A tutti Gesù contesta l'incoerenza tra l’adesione facile e ipocrita a Dio, a parole, e i comportamenti reali che la smentiscono. Una fede, intende dire Gesù, che non ha riscontro nella prassi, che non si traduce in vita concreta, è falsa ed esclude dal regno.
In verità -pare sottinteso nelle parole di Gesù- anche un'obbedienza recalcitrante, senza gioia, non è proprio il massimo che Dio si attende dagli invitati al regno.
Neppure il secondo figlio è un modello di quella obbedienza gioiosa che deve accompagnare il compimento della volontà paterna. Ma è sempre meglio della falsità di chi dice sì e poi non fa. Insomma, l'ideale sarebbe che sostanza in forma andassero insieme. Però Dio si contenta della sostanza, anche se offertagli con rozzezza e a malincuore, mentre detesta che sotto un vestito di belle parole e propositi non ci sia poi niente, si nascondano, anzi, orecchi da mercante e disprezzo della sua parola.
Come spiegare il comportamento formalmente ineccepibile ma di fatto inosservante del primo figlio (e di quanti per primi sono invitati da Dio al regno)? Il giovane, forse, era un po' superficiale, pensava che nella vigna (nel regno) si va come in gita di piacere, per sdraiarsi e godersi il fresco sotto gli alberi. Invece c'è da faticare, sudare e soffrire. Godersi i frutti e il riposo sono promessi soltanto per dopo.
Può anche darsi che quel giovane (il credente) amasse il quieto vivere e non gli piacesse litigare con il padre. In fondo dire di sì e non fare, che costa? Com'è diverso il profeta Giona, che apertamente si ribella a Dio e non ha alcun timore a dirgli che farà esattamente il contrario di quanto gli è stato ordinato. Sorpresa: Dio non si arrabbia. Mette solo mano ad una pastorale per il ribelle e, alla fine, gli fa fare la propria volontà. Dio detesta la falsità, non l'onesto resistergli.
A parziale discolpa del primo figlio si potrebbe invocare anche uno stato costitutivo di debolezza della sua volontà. In tal caso il sì prontamente detto era sincero. Lui, a lavorare in vigna, voleva andarci sul serio. Ma poi, scoraggiato dagli impegni gravosi che l'attendevano, si è tirato indietro. Se non giustificarlo, possiamo almeno comprenderlo. Non farà così anche Dio con le guide disobbedienti di Israele, vecchio e nuovo? Auguriamocelo.

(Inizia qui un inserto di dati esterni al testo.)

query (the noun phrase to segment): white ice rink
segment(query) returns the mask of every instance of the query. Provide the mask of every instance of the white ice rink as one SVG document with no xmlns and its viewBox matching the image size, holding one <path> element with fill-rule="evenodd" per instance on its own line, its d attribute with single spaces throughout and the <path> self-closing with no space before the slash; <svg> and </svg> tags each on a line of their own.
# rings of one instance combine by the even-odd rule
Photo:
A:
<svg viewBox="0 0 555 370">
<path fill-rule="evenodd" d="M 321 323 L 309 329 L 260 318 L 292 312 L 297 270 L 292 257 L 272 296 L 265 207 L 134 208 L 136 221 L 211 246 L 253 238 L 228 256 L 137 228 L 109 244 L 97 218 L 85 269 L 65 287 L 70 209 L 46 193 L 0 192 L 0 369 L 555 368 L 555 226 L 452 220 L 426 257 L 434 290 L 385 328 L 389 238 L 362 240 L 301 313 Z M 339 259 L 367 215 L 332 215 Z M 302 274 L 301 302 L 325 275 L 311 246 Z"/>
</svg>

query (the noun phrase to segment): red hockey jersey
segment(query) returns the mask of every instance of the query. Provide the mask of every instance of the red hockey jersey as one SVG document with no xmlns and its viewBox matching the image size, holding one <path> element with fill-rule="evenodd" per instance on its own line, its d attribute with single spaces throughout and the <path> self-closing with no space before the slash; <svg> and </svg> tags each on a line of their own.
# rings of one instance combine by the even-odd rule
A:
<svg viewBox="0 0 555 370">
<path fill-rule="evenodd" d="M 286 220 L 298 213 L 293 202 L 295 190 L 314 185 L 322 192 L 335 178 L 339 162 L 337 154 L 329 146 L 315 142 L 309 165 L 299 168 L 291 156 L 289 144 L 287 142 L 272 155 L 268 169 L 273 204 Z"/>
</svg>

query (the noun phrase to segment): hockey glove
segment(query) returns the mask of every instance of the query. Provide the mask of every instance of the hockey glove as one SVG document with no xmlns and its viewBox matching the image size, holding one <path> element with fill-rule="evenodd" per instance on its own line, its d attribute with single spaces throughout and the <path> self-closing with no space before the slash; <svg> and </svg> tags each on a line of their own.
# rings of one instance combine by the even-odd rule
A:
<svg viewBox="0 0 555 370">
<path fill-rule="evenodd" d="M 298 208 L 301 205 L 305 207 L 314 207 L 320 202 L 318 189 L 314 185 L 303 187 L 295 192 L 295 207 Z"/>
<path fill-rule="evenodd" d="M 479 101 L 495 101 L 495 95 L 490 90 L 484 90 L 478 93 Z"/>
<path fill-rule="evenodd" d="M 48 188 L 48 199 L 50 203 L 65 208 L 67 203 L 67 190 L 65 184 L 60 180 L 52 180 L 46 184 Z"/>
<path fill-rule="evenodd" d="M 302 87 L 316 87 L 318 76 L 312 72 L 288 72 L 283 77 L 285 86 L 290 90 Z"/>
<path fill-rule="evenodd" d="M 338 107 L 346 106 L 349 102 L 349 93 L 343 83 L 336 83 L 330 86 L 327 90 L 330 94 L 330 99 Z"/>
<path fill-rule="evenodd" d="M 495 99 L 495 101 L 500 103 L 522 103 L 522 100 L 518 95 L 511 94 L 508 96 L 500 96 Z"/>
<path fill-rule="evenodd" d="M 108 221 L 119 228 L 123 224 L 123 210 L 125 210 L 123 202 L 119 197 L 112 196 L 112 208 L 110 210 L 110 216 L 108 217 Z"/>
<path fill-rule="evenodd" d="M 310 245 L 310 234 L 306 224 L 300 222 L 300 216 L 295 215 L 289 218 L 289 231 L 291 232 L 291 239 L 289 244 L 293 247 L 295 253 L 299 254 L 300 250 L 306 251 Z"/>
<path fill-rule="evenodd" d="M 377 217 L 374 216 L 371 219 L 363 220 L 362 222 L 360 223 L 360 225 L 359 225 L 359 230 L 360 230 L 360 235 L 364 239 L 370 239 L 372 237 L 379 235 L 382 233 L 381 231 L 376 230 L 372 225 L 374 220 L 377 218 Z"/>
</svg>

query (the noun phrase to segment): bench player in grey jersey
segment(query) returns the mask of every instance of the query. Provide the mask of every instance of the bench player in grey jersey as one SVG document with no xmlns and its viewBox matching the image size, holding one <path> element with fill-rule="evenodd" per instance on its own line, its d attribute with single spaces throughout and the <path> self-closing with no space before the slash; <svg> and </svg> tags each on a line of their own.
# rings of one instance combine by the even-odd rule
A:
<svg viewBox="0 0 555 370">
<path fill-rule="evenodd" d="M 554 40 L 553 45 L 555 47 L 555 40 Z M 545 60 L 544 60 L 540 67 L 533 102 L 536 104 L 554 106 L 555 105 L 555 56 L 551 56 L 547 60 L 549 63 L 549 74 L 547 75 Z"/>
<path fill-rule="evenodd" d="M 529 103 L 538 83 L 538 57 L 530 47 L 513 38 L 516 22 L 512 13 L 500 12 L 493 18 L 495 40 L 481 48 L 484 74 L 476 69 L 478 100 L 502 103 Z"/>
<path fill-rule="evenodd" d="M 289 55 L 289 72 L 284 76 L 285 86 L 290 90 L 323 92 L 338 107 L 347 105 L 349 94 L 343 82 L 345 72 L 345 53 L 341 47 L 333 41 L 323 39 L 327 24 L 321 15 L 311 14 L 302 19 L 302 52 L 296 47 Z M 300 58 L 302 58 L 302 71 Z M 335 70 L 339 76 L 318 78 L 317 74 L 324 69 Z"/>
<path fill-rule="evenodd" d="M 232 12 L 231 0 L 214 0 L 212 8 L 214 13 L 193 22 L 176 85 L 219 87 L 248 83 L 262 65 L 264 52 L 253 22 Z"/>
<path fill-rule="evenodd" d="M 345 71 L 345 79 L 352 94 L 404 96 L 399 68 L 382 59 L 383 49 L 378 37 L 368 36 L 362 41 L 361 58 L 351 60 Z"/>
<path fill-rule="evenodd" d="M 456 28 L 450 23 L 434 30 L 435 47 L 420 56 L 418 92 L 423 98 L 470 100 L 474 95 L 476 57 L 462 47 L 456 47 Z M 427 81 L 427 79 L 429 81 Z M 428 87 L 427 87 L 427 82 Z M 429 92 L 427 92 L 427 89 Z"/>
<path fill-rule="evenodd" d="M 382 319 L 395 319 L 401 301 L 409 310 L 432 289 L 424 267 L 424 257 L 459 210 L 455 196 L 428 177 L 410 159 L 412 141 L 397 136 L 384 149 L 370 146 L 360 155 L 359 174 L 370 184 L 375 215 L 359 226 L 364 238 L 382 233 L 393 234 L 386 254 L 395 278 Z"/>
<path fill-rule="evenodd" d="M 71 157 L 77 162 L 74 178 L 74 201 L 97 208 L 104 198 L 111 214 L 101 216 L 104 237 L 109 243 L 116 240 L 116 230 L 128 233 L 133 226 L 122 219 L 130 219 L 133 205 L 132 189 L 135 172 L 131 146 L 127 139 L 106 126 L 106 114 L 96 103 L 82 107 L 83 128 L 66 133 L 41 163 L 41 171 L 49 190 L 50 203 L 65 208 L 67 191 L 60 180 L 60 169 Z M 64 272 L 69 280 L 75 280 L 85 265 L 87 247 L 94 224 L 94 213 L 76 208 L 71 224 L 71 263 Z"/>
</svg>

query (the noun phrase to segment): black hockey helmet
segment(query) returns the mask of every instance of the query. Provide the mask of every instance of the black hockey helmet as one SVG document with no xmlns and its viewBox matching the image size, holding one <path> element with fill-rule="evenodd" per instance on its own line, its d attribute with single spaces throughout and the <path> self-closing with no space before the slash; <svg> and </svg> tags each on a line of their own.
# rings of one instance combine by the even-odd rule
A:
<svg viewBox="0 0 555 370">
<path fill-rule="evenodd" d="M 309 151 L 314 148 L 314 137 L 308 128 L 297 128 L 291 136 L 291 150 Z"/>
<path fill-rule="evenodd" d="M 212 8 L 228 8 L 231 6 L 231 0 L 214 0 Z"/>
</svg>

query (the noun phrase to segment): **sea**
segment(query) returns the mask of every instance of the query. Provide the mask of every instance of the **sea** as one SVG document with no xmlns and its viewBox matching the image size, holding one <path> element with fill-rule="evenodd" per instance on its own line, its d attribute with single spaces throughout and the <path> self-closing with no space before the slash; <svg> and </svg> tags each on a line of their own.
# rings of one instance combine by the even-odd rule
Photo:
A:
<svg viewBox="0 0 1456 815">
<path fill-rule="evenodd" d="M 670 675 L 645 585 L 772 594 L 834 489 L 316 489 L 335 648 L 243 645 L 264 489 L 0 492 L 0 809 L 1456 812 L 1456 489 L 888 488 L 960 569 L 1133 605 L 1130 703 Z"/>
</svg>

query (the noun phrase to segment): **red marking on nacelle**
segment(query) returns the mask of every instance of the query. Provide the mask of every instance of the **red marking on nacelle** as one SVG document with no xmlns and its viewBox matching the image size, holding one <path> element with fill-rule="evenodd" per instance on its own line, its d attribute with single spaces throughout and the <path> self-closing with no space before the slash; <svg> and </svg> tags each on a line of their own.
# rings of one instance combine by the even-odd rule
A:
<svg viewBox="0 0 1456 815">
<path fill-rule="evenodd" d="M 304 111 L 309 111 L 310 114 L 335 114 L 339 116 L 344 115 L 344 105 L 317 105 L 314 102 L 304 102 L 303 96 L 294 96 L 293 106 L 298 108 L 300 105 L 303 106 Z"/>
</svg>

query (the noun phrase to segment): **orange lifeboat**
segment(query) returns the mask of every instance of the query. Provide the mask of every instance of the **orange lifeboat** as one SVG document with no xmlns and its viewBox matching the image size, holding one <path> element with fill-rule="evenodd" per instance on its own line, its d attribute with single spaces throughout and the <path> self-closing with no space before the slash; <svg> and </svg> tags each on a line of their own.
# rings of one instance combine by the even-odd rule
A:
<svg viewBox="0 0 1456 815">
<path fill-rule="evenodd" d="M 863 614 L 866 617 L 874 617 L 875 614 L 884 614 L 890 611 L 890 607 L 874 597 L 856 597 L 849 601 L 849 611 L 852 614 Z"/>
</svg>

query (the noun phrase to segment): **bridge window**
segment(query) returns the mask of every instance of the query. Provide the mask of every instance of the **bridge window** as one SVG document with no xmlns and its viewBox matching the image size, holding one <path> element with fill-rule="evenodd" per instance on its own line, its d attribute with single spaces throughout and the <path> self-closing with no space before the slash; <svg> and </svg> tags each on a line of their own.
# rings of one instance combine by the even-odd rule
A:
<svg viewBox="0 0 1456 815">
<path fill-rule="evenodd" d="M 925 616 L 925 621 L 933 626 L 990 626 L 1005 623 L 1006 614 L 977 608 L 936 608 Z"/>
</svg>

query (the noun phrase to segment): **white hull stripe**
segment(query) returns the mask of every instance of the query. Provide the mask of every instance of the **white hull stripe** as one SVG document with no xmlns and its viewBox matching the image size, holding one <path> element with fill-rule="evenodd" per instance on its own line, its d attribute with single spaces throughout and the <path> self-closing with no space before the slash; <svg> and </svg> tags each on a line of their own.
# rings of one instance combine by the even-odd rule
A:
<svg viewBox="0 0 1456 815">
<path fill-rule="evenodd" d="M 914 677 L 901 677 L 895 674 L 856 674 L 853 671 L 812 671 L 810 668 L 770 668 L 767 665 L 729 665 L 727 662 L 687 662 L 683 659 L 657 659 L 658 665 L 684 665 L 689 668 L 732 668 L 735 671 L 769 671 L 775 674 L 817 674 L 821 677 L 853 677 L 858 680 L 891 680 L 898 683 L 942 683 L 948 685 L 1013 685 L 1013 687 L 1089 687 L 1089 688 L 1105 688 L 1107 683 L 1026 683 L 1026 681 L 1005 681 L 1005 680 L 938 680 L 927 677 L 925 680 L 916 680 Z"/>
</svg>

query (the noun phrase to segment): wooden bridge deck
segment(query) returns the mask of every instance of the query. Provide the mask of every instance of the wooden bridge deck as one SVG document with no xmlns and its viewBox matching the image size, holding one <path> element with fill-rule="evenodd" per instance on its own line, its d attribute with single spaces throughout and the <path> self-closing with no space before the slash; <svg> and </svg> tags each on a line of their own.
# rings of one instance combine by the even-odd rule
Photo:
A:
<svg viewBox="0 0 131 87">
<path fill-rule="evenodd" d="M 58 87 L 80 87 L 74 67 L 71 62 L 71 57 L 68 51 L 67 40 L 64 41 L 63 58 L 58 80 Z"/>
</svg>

Al secondo figlio, sulle prime renitente ma poi pentito e presente al lavoro, va riconosciuta l'attenuante della impulsività. I giovani spesso ne sono vittime : contestano per principio, il loro posto è all'opposizione permanente, quello che dicono i padri va sempre respinto, la loro identità la costruiscono contrapponendosi. Ma poi, nel segreto della coscienza, se rientrano in se stessi, se guardano al mondo con un po' di sano realismo..., capiscono che le indicazioni dei padri non sono tutte da buttare o riconducibili a volontà tirannica, a dispotismo autoritario, e si piegano.
Certo, Gesù non è stato tenero con i primi figli (i capi di Israele): niente più regno per loro, sostituiti da prostitute e da pubblici peccatori pentiti. Non si equivoch: peccato e prostituzione non costituiscono benemerenze o titoli da far valere al botteghino del regno. È il pentimento che spalanca le porte; non importa che il comportamento pregresso non sia stato dei più esemplari.
Dietro a un vero pentimento c'è, è naturale, la fede come obbedienza. Perché credere non è semplice assenso intellettuale a Dio, peggio se soltanto verbale, ma "fare la volontà del Padre".
Questa parabola è balsamo per quei genitori (educatori, formatori...) che fra i loro figli dovessero annoverare qualcuno discolo, ribelle, cocciuto e disobbediente. Se, infatti, il padrone della vigna il padre di due figli simboleggia Dio, è confortante rilevare come anche Dio con i suoi figli fallisce al 50%. Si accade a lui... si consolino i genitori, come fa Dio, pensando al figlio che, nonostante un po' di sgarbatezza, alla fine obbedisce alla volontà paterna, e la vigna non resta incolta.
Con i figli bisogna accontentarsi e sperare che alla fine gli giri dritta. Dio fa così.